From the ALA website:
Banned Books Week (BBW) is an annual event celebrating the freedom to read and the importance of the First Amendment. Held during the last week of September, Banned Books Week highlights the benefits of free and open access to information while drawing attention to the harms of censorship by spotlighting actual or attempted bannings of books across the United States.
Intellectual freedom—the freedom to access information and express ideas, even if the information and ideas might be considered unorthodox or unpopular—provides the foundation for Banned Books Week. BBW stresses the importance of ensuring the availability of unorthodox or unpopular viewpoints for all who wish to read and access them.

Why was this book banned or challenged?
A sexual situation between two characters was labeled pornographic by parents who felt students at Depew High School in New York who felt it would cause children to engage in immoral behavior.

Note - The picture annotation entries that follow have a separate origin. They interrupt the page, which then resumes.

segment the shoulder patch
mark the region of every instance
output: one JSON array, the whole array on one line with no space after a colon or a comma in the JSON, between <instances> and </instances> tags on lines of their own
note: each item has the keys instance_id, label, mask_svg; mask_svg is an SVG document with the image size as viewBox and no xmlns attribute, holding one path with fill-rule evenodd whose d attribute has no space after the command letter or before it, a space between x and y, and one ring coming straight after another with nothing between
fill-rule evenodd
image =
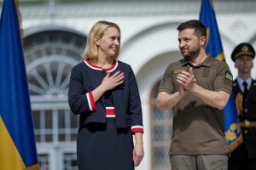
<instances>
[{"instance_id":1,"label":"shoulder patch","mask_svg":"<svg viewBox=\"0 0 256 170\"><path fill-rule=\"evenodd\" d=\"M175 71L174 71L174 74L179 74L179 73L181 73L182 71L186 71L186 70L175 70Z\"/></svg>"},{"instance_id":2,"label":"shoulder patch","mask_svg":"<svg viewBox=\"0 0 256 170\"><path fill-rule=\"evenodd\" d=\"M230 72L226 71L225 78L233 82L233 75Z\"/></svg>"}]
</instances>

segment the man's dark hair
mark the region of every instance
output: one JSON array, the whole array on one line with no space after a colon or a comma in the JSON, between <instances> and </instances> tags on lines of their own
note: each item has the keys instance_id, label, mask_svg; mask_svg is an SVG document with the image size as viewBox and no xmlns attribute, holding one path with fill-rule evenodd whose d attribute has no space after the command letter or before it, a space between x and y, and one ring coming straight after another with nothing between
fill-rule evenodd
<instances>
[{"instance_id":1,"label":"man's dark hair","mask_svg":"<svg viewBox=\"0 0 256 170\"><path fill-rule=\"evenodd\" d=\"M194 34L196 35L197 37L207 37L207 28L200 20L191 20L183 22L177 26L177 30L182 31L187 28L194 28Z\"/></svg>"}]
</instances>

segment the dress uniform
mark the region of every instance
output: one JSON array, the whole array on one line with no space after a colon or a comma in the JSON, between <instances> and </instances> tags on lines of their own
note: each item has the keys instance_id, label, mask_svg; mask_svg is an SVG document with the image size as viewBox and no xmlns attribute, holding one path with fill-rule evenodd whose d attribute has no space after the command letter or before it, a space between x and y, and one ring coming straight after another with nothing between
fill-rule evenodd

John Green responded in a vlog, he explains why the scene is not pornographic and the point of the characters being in the situation they were in.
My Review:
Looking for Alaska is full of quirky characters, which are my favorite types of characters because I don't know anyone who doesn't have a quirk.
Pudge memorizes famous last words.
The Colonel memorizes geographic capitals.
Alaska is mysterious, funny, and trying to figure out how to get out of the labyrinth of suffering.
John splits the book into two parts: Before and After. This separation worked for me because I think many of us separate our lives this way. We see ourselves in the Before, then something happens that changes us forever and we are in the After.
Like John said in his vlog, there is no substitution for emotional connection. Sex doesn't fill that gap. Pudge goes looking for the Great Perhaps and somehow finds it in a dismal, tiny private school where the rich kids and the poor kids are in a constant prank war. He not only finds The Girl and himself. He finds life.
The thing I loved about Pudge's decision to leave his family and few friends for boarding school was that it was selfish. Sometimes being selfish is what needs to be done. People become unhappy and let themselves get into a routine that eats away at them, convincing themselves they can't change anything. But Pudge leaves because he knows that is what he needs to do for himself. So there is a time and place for selfishness, and in the beginning Pudge uses it wisely, and in the end he doesn't. Looking for Alaska shows us how one choice changes everything.